Radsportler in Aktion bei der Tour de France.
Bei der Tour de France wird das Zücken von Gelben Karten in diesem Sommer erstmals angewendet.
Quelle: AP

Seit dem 1. Januar dieses Jahres versucht der Radsport-Weltverband (UCI) durch das Zücken von Gelben Karten für mehr Ordnung im Peloton und weniger Stürze im Feld zu sorgen. Das Prozedere vollzieht sich gleichwohl völlig anders als beim Fußball. Es gibt keinen Schiedsrichter, der in einem Auto neben den Fahrern herfährt und spontan eine Verwarnung zückt.
Das geschieht nach den Rennen und nach eingehendem Videostudium von strittigen Situationen. Verwarnt werden können Radprofis, ihre Offiziellen, aber auch Medienvertreter, die sich in den Rennen grob fahrlässig verhalten. In diesem Jahr verteilten die UCI-Richter bisher 66 Gelbe Karten.

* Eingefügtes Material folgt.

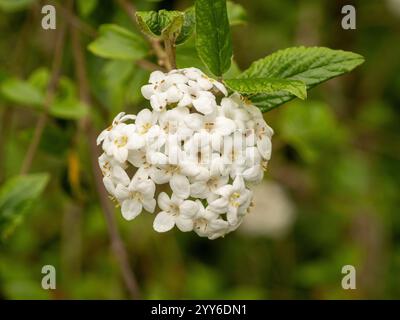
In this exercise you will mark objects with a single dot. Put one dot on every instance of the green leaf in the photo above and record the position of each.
(236, 13)
(213, 36)
(267, 86)
(22, 92)
(69, 109)
(115, 42)
(15, 5)
(16, 197)
(171, 23)
(186, 57)
(86, 7)
(165, 24)
(310, 65)
(189, 22)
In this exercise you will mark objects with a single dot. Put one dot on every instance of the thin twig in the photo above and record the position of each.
(53, 83)
(170, 53)
(108, 210)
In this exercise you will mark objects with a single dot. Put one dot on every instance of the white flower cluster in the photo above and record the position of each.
(200, 147)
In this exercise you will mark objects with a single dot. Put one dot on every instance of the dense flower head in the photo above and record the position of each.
(197, 151)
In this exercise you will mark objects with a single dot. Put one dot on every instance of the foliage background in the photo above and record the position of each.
(335, 160)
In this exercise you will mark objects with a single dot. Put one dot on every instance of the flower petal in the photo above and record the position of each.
(180, 185)
(163, 222)
(130, 209)
(149, 204)
(188, 208)
(164, 201)
(184, 224)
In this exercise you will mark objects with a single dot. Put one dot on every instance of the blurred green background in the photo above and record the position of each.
(330, 196)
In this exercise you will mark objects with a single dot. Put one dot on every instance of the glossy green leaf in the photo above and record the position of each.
(69, 109)
(175, 25)
(115, 42)
(213, 37)
(15, 5)
(22, 93)
(86, 7)
(311, 65)
(267, 86)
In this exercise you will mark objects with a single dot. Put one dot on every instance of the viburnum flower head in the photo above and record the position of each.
(197, 151)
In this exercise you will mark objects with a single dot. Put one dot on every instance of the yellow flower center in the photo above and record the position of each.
(233, 199)
(121, 141)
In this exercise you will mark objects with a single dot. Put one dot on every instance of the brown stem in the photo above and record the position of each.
(77, 22)
(116, 243)
(41, 123)
(170, 53)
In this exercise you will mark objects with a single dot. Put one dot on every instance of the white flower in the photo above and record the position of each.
(121, 139)
(175, 211)
(202, 188)
(232, 201)
(208, 223)
(193, 143)
(177, 176)
(120, 118)
(135, 196)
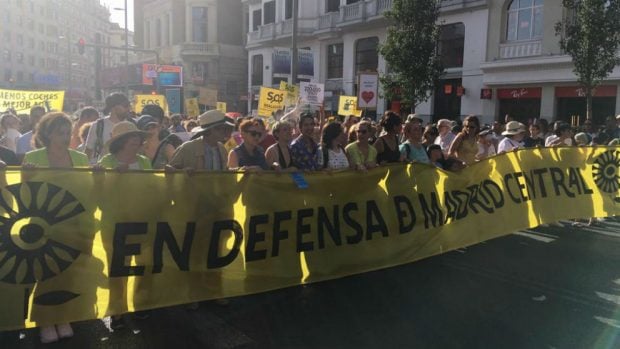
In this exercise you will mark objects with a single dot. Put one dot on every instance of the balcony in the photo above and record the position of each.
(520, 49)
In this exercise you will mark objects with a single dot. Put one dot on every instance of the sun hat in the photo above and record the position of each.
(122, 131)
(209, 120)
(513, 128)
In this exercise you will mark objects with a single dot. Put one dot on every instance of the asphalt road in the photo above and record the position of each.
(542, 288)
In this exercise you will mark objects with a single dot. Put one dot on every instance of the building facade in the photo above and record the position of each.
(501, 56)
(39, 48)
(205, 37)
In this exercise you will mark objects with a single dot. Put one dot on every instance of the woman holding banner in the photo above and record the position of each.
(52, 136)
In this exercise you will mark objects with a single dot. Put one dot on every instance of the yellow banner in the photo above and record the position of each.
(22, 101)
(221, 106)
(292, 93)
(191, 107)
(270, 100)
(143, 100)
(78, 245)
(347, 105)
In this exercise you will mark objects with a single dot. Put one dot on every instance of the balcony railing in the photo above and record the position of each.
(520, 49)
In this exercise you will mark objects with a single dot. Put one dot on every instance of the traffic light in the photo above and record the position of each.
(81, 44)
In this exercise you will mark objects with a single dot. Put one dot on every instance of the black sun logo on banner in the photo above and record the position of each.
(28, 212)
(605, 171)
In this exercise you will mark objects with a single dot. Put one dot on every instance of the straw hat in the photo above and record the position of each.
(121, 131)
(513, 128)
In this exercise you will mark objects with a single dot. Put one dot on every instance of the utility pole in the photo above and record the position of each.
(294, 43)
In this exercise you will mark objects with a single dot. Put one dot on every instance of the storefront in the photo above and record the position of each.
(571, 102)
(521, 103)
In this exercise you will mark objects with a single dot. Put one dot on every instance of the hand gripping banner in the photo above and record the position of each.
(78, 245)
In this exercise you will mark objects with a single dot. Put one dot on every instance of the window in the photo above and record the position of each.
(270, 12)
(366, 55)
(288, 9)
(199, 24)
(256, 19)
(332, 6)
(524, 20)
(451, 45)
(257, 70)
(335, 61)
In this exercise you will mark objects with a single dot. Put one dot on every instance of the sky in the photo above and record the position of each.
(119, 16)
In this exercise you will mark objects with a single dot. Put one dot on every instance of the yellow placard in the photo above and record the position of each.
(191, 107)
(221, 106)
(207, 96)
(141, 101)
(22, 101)
(347, 105)
(79, 245)
(292, 93)
(270, 101)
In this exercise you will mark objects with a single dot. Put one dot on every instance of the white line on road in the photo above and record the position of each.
(534, 236)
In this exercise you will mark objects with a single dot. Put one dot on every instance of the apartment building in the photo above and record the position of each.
(501, 56)
(39, 46)
(205, 37)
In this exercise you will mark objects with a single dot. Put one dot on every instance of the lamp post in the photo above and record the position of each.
(126, 48)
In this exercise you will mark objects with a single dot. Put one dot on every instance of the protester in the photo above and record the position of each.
(24, 142)
(486, 145)
(249, 155)
(362, 155)
(206, 150)
(387, 144)
(304, 150)
(465, 144)
(279, 154)
(332, 155)
(445, 137)
(9, 125)
(412, 149)
(117, 107)
(86, 116)
(513, 137)
(535, 138)
(563, 135)
(125, 144)
(52, 137)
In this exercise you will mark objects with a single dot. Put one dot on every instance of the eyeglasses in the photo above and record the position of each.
(255, 134)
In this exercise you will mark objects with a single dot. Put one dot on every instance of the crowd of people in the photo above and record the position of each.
(295, 141)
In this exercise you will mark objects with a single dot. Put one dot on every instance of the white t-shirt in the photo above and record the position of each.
(337, 159)
(91, 139)
(507, 145)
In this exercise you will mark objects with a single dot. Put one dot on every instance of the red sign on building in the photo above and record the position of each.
(519, 92)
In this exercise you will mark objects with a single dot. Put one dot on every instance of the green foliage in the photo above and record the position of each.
(411, 50)
(591, 35)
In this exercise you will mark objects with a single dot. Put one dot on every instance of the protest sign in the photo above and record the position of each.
(368, 85)
(312, 93)
(22, 101)
(270, 100)
(348, 106)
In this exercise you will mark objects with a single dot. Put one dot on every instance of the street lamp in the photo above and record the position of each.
(126, 48)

Vier Gelbe Karten am Montag

Bei der Tour de France wird dieses Verfahren in diesem Sommer erstmals angewendet. Die erste und zweite Etappe verliefen ohne jede Sanktion, an Tag drei jedoch wurden gleich vier Fahrer wegen verschiedener Vergehen verwarnt.
Bryan Coquard, der Franzose, der unabsichtlich für den verheerenden Sturz des Belgiers Jasper Philipsen verantwortlich war, erhielt seine Verwarnung wie auch der Belgier Dylan Theuns wegen irregulären Verhaltens vor dem Zwischensprint 60 Kilometer vor dem Ziel.

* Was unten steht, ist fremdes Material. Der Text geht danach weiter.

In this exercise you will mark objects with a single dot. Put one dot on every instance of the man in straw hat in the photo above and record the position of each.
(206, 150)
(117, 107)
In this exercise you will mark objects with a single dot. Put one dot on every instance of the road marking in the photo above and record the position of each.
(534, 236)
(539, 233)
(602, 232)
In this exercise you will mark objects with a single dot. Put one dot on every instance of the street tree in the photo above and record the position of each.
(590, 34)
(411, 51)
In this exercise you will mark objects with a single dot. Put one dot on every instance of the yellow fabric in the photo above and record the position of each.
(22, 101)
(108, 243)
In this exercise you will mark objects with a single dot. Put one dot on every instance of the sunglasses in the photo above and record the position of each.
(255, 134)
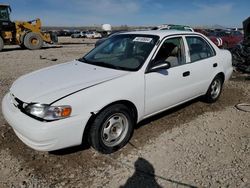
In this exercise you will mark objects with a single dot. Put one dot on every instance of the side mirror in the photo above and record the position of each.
(162, 65)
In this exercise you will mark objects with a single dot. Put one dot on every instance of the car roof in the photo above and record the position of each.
(160, 33)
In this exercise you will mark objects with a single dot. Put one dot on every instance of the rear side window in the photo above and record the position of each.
(199, 49)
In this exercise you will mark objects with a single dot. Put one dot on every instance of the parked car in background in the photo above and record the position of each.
(93, 35)
(226, 39)
(104, 94)
(173, 27)
(81, 34)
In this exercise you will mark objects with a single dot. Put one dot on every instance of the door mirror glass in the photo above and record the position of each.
(160, 65)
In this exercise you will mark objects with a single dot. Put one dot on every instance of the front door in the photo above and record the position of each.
(166, 88)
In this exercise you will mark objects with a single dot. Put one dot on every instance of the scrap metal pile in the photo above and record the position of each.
(241, 53)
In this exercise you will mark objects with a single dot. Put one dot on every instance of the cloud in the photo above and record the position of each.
(200, 14)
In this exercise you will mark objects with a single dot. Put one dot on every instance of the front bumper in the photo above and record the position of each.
(44, 136)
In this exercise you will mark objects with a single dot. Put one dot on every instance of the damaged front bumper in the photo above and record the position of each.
(43, 136)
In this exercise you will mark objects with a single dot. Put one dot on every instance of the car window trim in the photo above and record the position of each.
(147, 70)
(208, 45)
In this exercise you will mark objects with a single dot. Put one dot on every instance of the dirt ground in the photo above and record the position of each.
(194, 145)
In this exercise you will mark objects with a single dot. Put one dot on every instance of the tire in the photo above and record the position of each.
(111, 129)
(33, 41)
(1, 44)
(214, 90)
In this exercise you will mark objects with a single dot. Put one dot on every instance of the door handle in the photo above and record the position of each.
(187, 73)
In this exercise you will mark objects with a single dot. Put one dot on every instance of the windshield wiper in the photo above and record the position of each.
(100, 63)
(83, 59)
(103, 64)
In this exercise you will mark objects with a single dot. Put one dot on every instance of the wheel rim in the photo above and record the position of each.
(34, 41)
(215, 88)
(114, 129)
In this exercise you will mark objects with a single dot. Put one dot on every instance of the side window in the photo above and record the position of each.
(172, 51)
(199, 49)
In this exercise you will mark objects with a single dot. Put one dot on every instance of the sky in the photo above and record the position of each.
(229, 13)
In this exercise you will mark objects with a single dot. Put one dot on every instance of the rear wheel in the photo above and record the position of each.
(33, 41)
(214, 90)
(111, 129)
(1, 44)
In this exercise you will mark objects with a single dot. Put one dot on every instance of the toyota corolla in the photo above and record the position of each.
(103, 95)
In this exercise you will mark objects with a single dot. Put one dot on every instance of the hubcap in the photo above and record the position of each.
(34, 41)
(114, 129)
(215, 88)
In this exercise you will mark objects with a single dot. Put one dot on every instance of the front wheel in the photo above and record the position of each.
(214, 90)
(111, 129)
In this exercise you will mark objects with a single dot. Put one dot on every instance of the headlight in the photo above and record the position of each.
(48, 112)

Wegen falschen Verhaltens im Zielsprint sahen schließlich der Italiener Davide Ballerini und der Niederländer Danny van Poppel Gelb - hinzu kommen für alle vier Profis jeweils 500 Schweizer Franken Bußgeld und der Verlust von 13 Zählern in der Punktewertung der Tour.
Wichtiger aber noch ist: Das Quartett fährt fortan auf Bewährung. Die nächste Gelbe Karte hat den sofortigen Ausschluss aus dem aktuellen Rennen zur Folge.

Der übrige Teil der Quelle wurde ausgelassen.